Hematologic malignancies are a broad category of cancers arising from the lymphoid and myeloid cell lines. The 2016 World Health Organization classification system incorporated molecular markers as part of the diagnostic criteria and includes more than 100 subtypes. , This article focuses on the subtypes for which imaging with positron emission tomography/computed tomography (PET/CT) has become an integral component of the patient’s evaluation, that is, lymphoma and multiple myeloma (MM). Leukemia and histiocytic and dendritic cell neoplasms are also discussed because FDG-PET/CT for these indications, although less common, are increasingly being seen in clinic.

Normal anatomy and physiology

The lymphatic system comprises lymph nodes, lymphatic ducts, thymus, spleen, tonsils, and Peyer’s patches in the small bowel. The bone marrow is also considered part of the lymphatic system, but does not have any lymphatic drainage. Lymph nodes are bean-shaped structures of lymphatic tissue contained in a fibrous capsule that filter interstitial fluid from afferent vessels and return it to the circulation via efferent vessels. The major structural components of lymph nodes are as follows: (1) inner medulla layer; (2) outer cortex containing multiple germinal centers; and (3) inner cortical layer (paracortex) containing deep cortical units. B-lymphocytes (B-cells) are found in the cortex and medulla, whereas T-lymphocytes (T-cells) are in the paracortex. On imaging, normal lymph nodes have a smooth, well-defined borders, are less than 1 cm, and have a fatty hilum. The spleen is composed of many lobules, each containing peripheral red pulp and core white pulp, within a connective tissue sheath. The upper limit of normal for spleen size is 12 cm in maximum longitudinal dimension; however, emerging evidence suggests normal splenic size should be adjusted for sex and height.

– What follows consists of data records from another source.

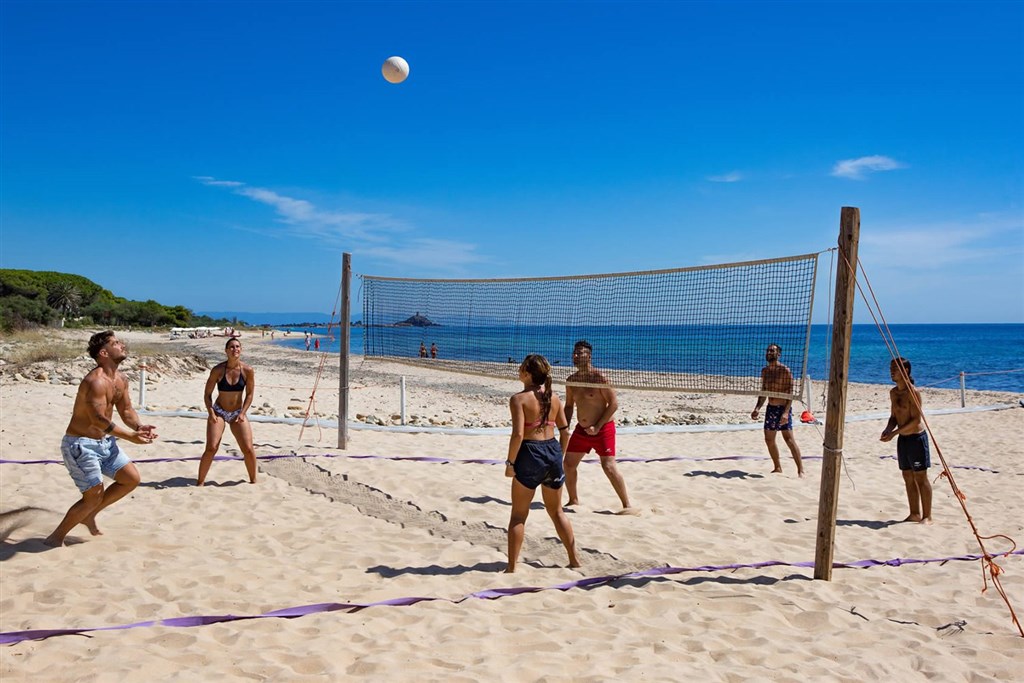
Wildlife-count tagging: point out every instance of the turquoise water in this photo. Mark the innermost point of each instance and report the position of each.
(938, 352)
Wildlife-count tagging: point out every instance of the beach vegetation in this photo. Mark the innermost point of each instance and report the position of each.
(42, 298)
(28, 346)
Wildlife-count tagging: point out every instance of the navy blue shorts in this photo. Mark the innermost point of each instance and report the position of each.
(912, 452)
(540, 462)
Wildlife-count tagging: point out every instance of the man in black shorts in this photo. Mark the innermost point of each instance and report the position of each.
(911, 446)
(778, 416)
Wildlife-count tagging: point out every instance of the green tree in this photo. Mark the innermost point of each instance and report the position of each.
(65, 297)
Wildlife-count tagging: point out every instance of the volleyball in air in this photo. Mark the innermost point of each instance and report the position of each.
(395, 70)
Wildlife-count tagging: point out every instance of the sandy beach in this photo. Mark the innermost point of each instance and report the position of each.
(413, 523)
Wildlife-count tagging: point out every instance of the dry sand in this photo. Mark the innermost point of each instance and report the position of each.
(342, 529)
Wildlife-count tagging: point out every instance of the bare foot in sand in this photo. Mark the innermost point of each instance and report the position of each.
(90, 523)
(52, 542)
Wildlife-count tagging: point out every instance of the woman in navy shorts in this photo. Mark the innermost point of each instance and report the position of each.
(535, 457)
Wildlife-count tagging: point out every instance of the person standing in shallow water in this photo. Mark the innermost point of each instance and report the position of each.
(231, 379)
(778, 416)
(911, 445)
(535, 458)
(90, 446)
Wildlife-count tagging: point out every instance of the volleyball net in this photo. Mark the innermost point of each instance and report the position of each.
(698, 329)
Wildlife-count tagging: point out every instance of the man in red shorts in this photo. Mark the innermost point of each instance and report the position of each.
(594, 430)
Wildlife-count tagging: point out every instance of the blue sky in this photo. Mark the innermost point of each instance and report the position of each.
(222, 155)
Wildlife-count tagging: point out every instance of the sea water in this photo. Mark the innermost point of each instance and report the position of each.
(988, 353)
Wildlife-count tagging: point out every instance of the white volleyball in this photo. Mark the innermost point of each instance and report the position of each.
(395, 70)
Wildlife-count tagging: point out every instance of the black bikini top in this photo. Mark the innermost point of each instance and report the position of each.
(222, 384)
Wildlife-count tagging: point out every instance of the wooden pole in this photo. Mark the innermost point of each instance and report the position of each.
(846, 281)
(344, 335)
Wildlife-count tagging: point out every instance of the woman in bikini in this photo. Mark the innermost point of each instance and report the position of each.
(236, 384)
(536, 458)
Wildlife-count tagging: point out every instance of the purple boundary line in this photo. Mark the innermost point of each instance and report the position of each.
(446, 461)
(12, 637)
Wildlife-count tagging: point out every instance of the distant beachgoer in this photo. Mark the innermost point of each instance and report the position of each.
(911, 446)
(535, 458)
(90, 446)
(778, 416)
(231, 378)
(595, 429)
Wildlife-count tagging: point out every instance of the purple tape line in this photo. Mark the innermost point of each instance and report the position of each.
(11, 637)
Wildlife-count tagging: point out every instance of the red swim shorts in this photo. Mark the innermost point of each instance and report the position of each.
(603, 442)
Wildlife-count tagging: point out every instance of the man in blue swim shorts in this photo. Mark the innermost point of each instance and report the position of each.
(777, 379)
(911, 447)
(90, 446)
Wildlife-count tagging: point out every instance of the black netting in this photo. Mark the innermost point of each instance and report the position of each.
(702, 329)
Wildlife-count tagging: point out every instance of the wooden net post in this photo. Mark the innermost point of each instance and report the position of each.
(846, 281)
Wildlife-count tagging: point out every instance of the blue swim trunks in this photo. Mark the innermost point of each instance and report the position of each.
(89, 459)
(540, 462)
(912, 452)
(773, 416)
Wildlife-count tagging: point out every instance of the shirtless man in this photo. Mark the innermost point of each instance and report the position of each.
(594, 429)
(911, 446)
(90, 443)
(778, 416)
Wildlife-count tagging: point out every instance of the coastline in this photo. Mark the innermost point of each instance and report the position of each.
(385, 520)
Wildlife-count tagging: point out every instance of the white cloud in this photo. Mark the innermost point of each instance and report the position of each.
(942, 245)
(731, 176)
(371, 235)
(856, 169)
(428, 254)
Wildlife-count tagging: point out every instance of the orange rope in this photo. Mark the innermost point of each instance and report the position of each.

The thymus is a bilobed, triangular-shaped primary lymphatic organ located in the anterior mediastinum and its major function is to mature and educate T-lymphocytes. The thymus is large in childhood, grows to peak size during puberty, and then begins involuting in early adulthood with progressive fatty infiltration, often with no residual thymic tissue visible on imaging in adults older than 40 years. The bone marrow consists of richly vascularized red marrow where hematopoiesis occurs and fatty yellow marrow containing inactive hematopoietic tissue. Red marrow predominates at birth occupying most of the skeleton. The normal adult distribution of marrow is reached at about 25 years of age with active red marrow persisting in the axial and proximal appendicular skeleton.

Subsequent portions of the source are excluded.